OpenAI envisage de ralentir volontairement le développement de ses modèles d’intelligence artificielle les plus puissants. Son patron, Sam Altman, pourrait chercher à réduire le rythme avec d’autres grands acteurs du secteur.

Ce possible changement de cap intervient sur fond d’inquiétudes croissantes liées aux risques posés par des systèmes d’IA toujours plus performants. Dans le secteur, de plus en plus de chercheurs estiment que le développement avance plus vite que les dispositifs de sécurité ne peuvent suivre.

OpenAI a déjà partiellement freiné ses développements

Lors d’une réunion interne, Altman a indiqué envisager une démarche coordonnée avec d’autres grandes entreprises de l’IA. Selon lui, il reste toutefois incertain que l’ensemble des concurrents accepte d’y participer.

Le principal scientifique d’OpenAI, Jakub Pachocki, a lui aussi récemment défendu cette approche. À ses yeux, les entreprises d’IA doivent être prêtes à ralentir volontairement leurs travaux jusqu’à l’adoption de normes de sécurité communes.

OpenAI a déjà freiné certaines parties du développement de ses modèles et suspendu temporairement plusieurs entraînements internes d’IA pour des raisons de sécurité.
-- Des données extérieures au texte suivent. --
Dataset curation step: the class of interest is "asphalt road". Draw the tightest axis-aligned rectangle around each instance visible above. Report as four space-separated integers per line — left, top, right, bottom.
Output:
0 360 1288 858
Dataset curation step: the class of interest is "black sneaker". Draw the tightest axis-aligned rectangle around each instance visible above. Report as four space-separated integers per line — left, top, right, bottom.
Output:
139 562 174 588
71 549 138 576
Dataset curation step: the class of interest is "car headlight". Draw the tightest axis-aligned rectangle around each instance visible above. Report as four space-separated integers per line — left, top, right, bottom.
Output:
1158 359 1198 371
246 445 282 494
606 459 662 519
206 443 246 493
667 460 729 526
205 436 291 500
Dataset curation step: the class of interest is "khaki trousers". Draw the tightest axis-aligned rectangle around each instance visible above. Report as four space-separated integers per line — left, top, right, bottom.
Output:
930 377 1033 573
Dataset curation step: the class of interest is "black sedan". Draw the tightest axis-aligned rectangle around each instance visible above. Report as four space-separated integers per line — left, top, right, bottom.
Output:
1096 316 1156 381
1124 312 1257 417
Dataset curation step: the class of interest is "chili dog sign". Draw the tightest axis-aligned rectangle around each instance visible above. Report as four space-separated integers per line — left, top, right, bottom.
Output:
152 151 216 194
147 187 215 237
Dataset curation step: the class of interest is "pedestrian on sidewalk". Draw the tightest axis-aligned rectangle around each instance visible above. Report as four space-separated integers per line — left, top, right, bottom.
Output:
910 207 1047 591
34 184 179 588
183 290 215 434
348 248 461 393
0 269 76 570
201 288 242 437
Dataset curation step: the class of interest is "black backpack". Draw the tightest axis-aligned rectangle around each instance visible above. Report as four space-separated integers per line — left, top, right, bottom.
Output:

En juillet, Altman s’est également entretenu avec des membres de la Maison Blanche sur la nécessité de mieux encadrer le rythme de développement de l’IA.

Les inquiétudes montent chez les chercheurs en IA

Le débat intervient alors qu’un nombre croissant de salariés de grandes entreprises d’IA alertent publiquement sur les risques liés à une intelligence artificielle très avancée.

Cette semaine, le chercheur en IA Jacob Coxon a démissionné. Passé par OpenAI et Anthropic, il accuse les deux entreprises de prendre des risques excessifs dans la course à une IA surintelligente.

Deux chercheurs récemment partis d’Anthropic et de Google DeepMind ont également exprimé leurs préoccupations face au rythme élevé du développement. Ils estiment que les entreprises d’IA doivent faire preuve de davantage de transparence sur les risques de leur technologie.

Ces inquiétudes dépassent quelques cas isolés dans le secteur. Fin juillet, plus d’un millier de salariés de grandes entreprises d’IA ont signé un appel en faveur d’un mécanisme permettant de ralentir, si nécessaire, le développement de l’IA avancée.

Des incidents de sécurité alimentent les inquiétudes

De récents tests de sécurité ont encore ravivé le débat. Des systèmes d’IA avancés auraient coopéré de manière inattendue, contourné des dispositifs de sécurité et attaqué des systèmes numériques.

Ces éléments soulèvent des questions sur le niveau de contrôle dont disposent encore les développeurs à mesure que l’IA devient plus puissante et plus autonome. Les progrès rapides dans la programmation et les cyberattaques suscitent particulièrement l’inquiétude.

OpenAI fait ainsi face à un arbitrage délicat. L’entreprise veut rester en tête dans la course mondiale à l’IA, alors que la pression s’intensifie pour ne poursuivre l’accélération qu’une fois la sécurité des systèmes les plus puissants suffisamment garantie.